Both Alix Gray and Jakob Gundersen wanted to learn about sheep and beef farming in New Zealand - instead, they wound up on Cammock's dairy farm at Te Rehunga, near Dannevirke.
It was going to be a huge change for Alix, who came from a sheep and beef farm in Northumberland, England.
In Northumberland, her parents have crossed pedigree hill-type Suffolk sheep with Bluefaced Leicester (lowland) rams, producing a "mule" sheep to produce lambs for the 40.4ha property.
Jakob, from Aalborg in northern Denmark, comes off a dairy farm owned by his parents - a 52.6ha operation with 120 Holstein-Fresian cows, much bigger than New Zealand Fresians which are housed indoors year-round.
At Cammock's farm, land is used to grow maize, barley and silage to feed to the stock. The cow shed is like a herringbone but instead of a pit, a set of 15 milking machines is dragged between two rows of cows on a ground-level floor.
As part of Alix's agriculture degree from Harper Adams University in the UK, she chose New Zealand for her third-year work experience. Staying with Judith and Kelvin Cammock and dairy farming for a full year - starting with artificial insemination when she arrived to calving now - has been a life-changing experience.
When she returned home on September 28, she faced another academic year and was no longer sure if she wanted to do farm consultancy - she rather liked farming in New Zealand.
Apart from the farming life Alix also liked our weather, having experienced the warmest summer and mildest winter of all her 22 years.
She travelled a bit in the South Island, too, with other visitors from the AgriVenture programme - she enjoyed the Mackenzie Country merinos and walking the glaciers.
Jakob has been staying with Andrew and Fiona Cammock since August 1. On his first night he watched the All Blacks beat the Wallabies in the first game of rugby he had ever seen, and went to Eden Park on September 14 with some of his AgriVenture mates to watch the All Blacks play the Springboks.
Jakob will only stay for eight months and will probably go back to university to study economics.
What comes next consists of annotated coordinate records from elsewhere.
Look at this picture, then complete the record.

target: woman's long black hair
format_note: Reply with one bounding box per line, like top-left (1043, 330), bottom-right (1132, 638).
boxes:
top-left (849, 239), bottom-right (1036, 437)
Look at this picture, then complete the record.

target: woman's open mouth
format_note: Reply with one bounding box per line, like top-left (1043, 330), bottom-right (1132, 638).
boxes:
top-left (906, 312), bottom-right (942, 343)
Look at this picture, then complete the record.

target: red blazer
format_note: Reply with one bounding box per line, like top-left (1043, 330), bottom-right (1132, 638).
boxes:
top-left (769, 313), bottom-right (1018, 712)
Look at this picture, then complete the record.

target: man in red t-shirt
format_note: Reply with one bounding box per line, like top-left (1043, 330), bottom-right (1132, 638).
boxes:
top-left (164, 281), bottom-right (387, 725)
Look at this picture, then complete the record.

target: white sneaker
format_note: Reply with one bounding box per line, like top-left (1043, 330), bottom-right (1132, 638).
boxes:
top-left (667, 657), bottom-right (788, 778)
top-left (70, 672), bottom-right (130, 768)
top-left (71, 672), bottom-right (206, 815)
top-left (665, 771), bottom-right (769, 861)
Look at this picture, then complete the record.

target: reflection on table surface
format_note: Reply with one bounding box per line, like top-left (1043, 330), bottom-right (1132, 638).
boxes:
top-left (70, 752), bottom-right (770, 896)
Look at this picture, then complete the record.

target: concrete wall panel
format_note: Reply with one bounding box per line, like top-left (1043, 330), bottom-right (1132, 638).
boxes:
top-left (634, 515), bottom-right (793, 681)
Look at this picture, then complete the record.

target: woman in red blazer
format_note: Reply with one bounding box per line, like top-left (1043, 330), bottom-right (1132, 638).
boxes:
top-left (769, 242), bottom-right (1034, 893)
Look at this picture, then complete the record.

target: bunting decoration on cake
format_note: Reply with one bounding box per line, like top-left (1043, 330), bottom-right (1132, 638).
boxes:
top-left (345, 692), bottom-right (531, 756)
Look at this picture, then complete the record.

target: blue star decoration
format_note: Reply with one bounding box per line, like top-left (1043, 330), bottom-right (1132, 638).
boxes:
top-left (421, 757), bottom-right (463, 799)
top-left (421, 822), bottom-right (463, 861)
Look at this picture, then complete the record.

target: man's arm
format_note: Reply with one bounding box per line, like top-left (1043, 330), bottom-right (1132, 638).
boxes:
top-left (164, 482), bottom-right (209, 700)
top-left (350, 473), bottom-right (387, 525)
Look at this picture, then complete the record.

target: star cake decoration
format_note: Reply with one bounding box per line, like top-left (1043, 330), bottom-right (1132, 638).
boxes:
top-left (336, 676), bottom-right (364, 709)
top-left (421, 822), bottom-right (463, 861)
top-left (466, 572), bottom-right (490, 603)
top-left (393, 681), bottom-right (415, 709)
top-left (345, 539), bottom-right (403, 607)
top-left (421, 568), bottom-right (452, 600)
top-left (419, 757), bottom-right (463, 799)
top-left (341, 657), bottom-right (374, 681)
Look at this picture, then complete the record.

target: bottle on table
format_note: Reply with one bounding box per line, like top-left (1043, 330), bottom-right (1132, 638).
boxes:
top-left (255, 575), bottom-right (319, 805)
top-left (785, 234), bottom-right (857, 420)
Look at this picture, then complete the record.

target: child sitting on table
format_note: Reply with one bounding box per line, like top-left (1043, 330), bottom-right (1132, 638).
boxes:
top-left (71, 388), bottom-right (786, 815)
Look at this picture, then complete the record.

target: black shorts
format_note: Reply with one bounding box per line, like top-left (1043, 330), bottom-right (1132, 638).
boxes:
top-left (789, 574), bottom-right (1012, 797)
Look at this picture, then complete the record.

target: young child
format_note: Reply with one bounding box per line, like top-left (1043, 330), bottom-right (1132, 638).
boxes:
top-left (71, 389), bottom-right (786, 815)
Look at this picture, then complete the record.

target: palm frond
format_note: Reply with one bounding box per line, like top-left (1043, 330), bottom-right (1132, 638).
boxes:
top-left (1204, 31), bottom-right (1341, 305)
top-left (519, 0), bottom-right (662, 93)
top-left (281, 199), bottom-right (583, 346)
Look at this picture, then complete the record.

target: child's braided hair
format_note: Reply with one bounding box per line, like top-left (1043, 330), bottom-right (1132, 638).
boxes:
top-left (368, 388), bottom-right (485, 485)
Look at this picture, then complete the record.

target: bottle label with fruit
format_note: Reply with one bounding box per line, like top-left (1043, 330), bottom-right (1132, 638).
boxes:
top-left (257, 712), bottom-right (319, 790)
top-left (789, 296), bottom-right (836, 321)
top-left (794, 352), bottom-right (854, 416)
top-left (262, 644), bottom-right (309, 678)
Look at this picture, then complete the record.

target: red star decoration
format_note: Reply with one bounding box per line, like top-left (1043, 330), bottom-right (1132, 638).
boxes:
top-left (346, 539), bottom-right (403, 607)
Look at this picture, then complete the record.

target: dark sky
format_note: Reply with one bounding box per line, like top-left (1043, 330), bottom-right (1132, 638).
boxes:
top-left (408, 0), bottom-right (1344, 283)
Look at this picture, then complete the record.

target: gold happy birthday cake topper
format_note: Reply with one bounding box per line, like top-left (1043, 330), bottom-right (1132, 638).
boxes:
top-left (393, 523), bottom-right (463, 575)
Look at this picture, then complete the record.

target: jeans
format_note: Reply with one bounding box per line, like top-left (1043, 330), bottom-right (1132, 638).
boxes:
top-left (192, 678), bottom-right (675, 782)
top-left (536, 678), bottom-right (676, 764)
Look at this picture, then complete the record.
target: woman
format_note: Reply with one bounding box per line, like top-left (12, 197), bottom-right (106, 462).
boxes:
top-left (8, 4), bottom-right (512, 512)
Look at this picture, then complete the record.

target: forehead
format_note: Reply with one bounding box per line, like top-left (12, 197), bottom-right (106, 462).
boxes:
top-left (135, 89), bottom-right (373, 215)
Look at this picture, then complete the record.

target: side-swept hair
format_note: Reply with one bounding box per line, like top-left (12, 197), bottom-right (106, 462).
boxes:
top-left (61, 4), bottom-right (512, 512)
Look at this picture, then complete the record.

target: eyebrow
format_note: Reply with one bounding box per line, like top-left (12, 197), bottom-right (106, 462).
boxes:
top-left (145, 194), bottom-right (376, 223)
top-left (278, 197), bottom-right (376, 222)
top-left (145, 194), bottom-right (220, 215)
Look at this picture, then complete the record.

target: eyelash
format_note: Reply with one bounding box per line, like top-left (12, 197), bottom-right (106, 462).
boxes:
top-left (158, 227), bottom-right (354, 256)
However, he feels he has a lot of options with his experience from New Zealand.
Both his father and sister have completed agricultural exchanges, in Canada and New Zealand, and Australia respectively.
For Kelvin Cammock and wife Judith, and son Andrew and Andrew's wife Fiona, these exchanges have been great. They thoroughly enjoy the experience of helping young people experience dairy farming in New Zealand.
They have 480 KiwiCross cows on a 190ha farm with a modern rotary shed, and the latest technology gives the visitors a good taste of the latest dairying methods.
The exchangees are paid the minimum wage and get their keep free of charge. Both the host and exchangees pay a fee to AgriVenture, and both must go through a process of questionnaires and interviews to join the programme.
"Otherwise," says Jakob, "it is pretty easy."
Jakob has it pretty good: he has the chance to spend three consecutive summers in New Zealand. Alix, on the other hand, returned to the English winter - but at least she left behind 5am starts in the cowshed.
AgriVenture is looking for more hosts and trainees. Trainees must be aged 18 to 30 and hold a current driver's licence. No experience in farming is required. Couples are welcome.